Ipamorelin is a ghrelin receptor (GHS-R1a) agonist that mimics ghrelin signaling and stimulates growth hormone release from pituitary somatotropes. GHS-R1a signaling is linked to phospholipase C activation and intracellular calcium mobilization, which contributes to GH secretion.
Unlike earlier GHRPs such as GHRP-2 and GHRP-6, Ipamorelin showed minimal ACTH and cortisol release in early pharmacodynamic studies, including the study by Raun et al., where this effect was observed even at doses far above the GH ED50 in the tested model. This relative endocrine selectivity is a key differentiator of Ipamorelin and is why it is often discussed in GH-axis research compared with older GHRPs.
This mechanism also differs fundamentally from GHRH analogues such as CJC-1295 and Sermorelin, which act through cAMP-mediated pathways at the GHRH receptor rather than the GHS-R1a receptor. Ipamorelin represents a distinct receptor class within GH axis modulation, and this difference has practical implications for how it is combined with GHRH-class peptides in research frameworks.

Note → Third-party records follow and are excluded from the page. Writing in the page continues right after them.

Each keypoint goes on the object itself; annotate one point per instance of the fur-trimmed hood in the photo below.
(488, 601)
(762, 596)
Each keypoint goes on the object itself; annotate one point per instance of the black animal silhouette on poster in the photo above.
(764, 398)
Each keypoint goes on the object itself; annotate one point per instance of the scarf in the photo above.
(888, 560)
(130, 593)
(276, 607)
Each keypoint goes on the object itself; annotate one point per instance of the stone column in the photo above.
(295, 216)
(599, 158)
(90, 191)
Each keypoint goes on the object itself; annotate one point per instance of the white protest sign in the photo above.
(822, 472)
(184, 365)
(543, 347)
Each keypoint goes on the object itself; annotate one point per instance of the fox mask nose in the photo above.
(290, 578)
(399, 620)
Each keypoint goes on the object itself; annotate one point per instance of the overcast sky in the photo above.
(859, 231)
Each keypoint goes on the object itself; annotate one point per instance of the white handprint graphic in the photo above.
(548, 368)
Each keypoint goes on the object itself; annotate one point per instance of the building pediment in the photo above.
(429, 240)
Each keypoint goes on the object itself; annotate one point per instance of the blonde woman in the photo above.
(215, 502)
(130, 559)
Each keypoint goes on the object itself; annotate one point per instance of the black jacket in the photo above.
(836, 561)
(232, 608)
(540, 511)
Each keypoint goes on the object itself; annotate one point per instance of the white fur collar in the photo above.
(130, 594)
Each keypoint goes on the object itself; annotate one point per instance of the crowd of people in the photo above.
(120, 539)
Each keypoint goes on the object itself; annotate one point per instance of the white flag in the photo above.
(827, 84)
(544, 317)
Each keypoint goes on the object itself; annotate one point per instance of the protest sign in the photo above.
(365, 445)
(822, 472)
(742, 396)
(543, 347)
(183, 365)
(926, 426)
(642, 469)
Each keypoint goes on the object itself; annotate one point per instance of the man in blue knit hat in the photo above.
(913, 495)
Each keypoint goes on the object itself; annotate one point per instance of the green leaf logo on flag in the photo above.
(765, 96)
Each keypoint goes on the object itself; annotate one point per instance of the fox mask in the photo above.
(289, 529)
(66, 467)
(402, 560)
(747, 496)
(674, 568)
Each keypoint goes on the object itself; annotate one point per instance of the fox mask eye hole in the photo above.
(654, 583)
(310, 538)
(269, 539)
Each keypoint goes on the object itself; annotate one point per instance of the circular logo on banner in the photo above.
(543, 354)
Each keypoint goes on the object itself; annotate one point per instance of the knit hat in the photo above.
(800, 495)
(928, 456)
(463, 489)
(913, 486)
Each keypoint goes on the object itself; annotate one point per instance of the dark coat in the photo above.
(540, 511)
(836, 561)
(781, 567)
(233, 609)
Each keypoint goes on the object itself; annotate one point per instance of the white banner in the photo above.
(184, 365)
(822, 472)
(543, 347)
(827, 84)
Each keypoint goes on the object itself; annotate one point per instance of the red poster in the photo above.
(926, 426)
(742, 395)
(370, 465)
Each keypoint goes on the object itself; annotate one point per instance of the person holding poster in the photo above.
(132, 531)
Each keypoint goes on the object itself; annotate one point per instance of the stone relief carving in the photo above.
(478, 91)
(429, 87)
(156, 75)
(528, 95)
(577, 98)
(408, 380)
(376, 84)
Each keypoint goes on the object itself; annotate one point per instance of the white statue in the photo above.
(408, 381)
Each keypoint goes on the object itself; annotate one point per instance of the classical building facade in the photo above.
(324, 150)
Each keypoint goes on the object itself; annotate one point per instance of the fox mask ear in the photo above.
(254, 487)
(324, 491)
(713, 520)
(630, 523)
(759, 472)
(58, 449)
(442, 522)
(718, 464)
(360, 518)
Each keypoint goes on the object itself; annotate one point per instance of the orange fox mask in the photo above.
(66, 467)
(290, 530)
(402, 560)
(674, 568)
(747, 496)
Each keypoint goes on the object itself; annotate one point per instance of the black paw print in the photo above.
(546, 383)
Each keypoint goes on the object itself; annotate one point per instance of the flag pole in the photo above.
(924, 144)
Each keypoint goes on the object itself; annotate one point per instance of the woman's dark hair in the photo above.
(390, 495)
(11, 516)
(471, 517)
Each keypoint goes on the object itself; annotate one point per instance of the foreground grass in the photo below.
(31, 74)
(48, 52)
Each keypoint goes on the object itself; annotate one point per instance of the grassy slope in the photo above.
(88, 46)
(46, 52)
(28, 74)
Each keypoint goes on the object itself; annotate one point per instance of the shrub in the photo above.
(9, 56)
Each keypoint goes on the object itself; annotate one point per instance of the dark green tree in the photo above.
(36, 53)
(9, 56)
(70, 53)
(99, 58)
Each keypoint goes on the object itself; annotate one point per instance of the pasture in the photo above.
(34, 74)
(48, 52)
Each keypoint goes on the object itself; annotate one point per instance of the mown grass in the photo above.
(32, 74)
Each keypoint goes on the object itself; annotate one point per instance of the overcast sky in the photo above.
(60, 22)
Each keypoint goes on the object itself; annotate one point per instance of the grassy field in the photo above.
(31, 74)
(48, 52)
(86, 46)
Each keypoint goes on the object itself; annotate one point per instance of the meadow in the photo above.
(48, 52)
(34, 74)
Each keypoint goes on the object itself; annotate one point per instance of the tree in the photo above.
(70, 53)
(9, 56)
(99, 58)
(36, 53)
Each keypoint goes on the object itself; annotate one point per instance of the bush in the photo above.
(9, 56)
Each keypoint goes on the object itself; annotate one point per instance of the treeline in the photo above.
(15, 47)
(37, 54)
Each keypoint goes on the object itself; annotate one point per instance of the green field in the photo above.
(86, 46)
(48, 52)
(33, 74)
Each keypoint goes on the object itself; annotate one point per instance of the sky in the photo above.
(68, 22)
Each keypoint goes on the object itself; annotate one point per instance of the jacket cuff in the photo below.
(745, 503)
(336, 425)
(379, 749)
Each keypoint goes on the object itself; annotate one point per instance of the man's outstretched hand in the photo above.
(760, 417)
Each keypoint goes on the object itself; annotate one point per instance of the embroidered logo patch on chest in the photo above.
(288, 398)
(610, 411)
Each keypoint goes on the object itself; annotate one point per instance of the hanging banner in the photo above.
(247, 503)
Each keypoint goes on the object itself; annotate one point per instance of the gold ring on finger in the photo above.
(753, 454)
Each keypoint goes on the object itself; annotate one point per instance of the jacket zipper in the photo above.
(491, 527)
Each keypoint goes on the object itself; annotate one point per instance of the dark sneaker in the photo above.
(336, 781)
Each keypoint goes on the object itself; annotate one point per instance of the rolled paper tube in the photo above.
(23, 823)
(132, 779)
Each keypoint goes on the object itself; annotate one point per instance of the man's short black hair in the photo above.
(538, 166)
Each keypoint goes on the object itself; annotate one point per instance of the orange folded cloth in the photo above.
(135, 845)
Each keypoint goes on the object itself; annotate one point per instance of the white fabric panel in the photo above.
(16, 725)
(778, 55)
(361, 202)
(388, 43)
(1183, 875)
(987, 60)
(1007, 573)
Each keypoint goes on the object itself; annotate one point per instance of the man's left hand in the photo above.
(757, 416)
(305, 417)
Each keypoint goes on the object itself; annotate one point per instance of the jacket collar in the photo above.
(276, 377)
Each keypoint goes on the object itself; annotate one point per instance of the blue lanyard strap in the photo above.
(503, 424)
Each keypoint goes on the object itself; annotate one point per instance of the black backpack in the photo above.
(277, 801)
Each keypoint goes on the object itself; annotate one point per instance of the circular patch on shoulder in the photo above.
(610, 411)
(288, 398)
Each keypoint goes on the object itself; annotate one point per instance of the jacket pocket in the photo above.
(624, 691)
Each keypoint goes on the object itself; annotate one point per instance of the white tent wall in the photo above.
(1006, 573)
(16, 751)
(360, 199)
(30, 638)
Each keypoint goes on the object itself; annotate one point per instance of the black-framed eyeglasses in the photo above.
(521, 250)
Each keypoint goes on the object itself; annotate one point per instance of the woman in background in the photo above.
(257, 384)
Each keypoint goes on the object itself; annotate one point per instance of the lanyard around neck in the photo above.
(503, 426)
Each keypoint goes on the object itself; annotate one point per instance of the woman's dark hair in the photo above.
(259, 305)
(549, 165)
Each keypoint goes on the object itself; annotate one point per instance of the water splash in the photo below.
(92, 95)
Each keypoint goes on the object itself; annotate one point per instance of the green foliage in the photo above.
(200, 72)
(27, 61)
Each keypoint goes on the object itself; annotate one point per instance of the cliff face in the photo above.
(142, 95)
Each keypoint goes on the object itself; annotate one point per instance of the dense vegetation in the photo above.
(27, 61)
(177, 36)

What Is Ipamorelin Used For?
Ipamorelin is primarily investigated in research settings to evaluate growth hormone modulation and downstream effects on IGF-1 signaling. These include lean muscle mass modeling, studies of adipose tissue metabolism, recovery physiology, and frameworks for age-related GH decline.
Mechanistically, Ipamorelin is a ghrelin receptor (GHS-R1a) agonist that stimulates pulsatile growth hormone release from the pituitary. GH then promotes hepatic IGF-1 production, making IGF-1 a major downstream mediator of GH signaling.
The GH–IGF-1 axis influences:
- Skeletal muscle protein synthesis
- Lipid mobilization and oxidation
- Connective tissue remodeling
- Systemic metabolic regulation
Importantly, Ipamorelin amplifies natural growth hormone production rather than replacing it, preserving endogenous circadian pulsatility. This is a key distinction compared with exogenous recombinant GH administration, which bypasses regulatory feedback loops. Practitioner-reported protocols sometimes align administration with nocturnal GH peaks, reflecting endogenous secretion physiology, though these patterns remain observational and not validated in controlled clinical trials.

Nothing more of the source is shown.